Everyone has seen the tired old science fair project, such as the volcano or the styrofoam solar system, which have been favorites of many parents for what feels like generations. These projects are relatively simple and easy from the parent’s point of view, but they are incredibly bad choices for the children involved. Why?
These are the kind of projects that are so well-known that even the students know what is going to happen. And when that happens, the students are not learning anything, and their performance suffers during the presentation portion of science fairs because of it. Science fair judges have gotten bored with these types of projects, and that’s a big problem for students who endeavor to win prizes in their science fair. In the end, this kind of project is only really good for the parents, and surprisingly, these kinds of projects are not even particularly cheap!

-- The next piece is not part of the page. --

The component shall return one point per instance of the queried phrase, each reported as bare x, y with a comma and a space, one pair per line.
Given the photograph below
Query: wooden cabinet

What you need to find is a unique science fair project, or at least something that beats those tired old projects. Not only will this help your child learn more, it can give them a much better chance of winning the science fair. Often, these competitions can include a scholarship or a nice cash prize, and even those that do not can often lead to a science scholarship later on down the line. That’s a nice benefit, and aside from the grades, the knowledge, and the experience your child is getting with their participation, it gives you a great reason to try and do something unique.
So what kind of unique science fair projects are there? The internet seems like a decent first option, but given the prevalence of use, you can guarantee that large science fairs include a duplicate project, especially if you took your idea from a popular science fair blog or website. Even in a small science fair, or an in-class science fair, you have to guess that there are more than a few people who are visiting the same websites that you are, including the judges and the teachers who are grading your students. Duplicate projects mean trouble for the judges and the teachers, as it negates the true benefit of science fairs: having an exploratory experience. They want you to come up with something unique, on your own. In addition, you have to think about what kind of experience your child is having. A science fair is a chance for them to express their own creativity and interests, and plucking an easy or cheap project off of a website isn’t helping them out any.
You can try visiting the library for books, or looking at news sites as well, but these sources often provide out-of-date, boring, or incredibly difficult projects.
Have the child come up with something of their own, or if that doesn’t work, then have them add their own input into some aspect of an interesting and more unique science fair project. You can take some help from the internet, especially from the “members only” sites on the internet that have really solid projects, and books or suggestions with more unique ideas, but make sure to add something to them!
If your child needs help with their science fair project and you lack computer skills or scientific knowledge, don’t be afraid to look for help. Many of those members only sites will offer helpful downloads like ready-made charts and spreadsheets for your child’s use. You can also get help from online tutors, who are usually science majors in college who can help you out with some simple advice.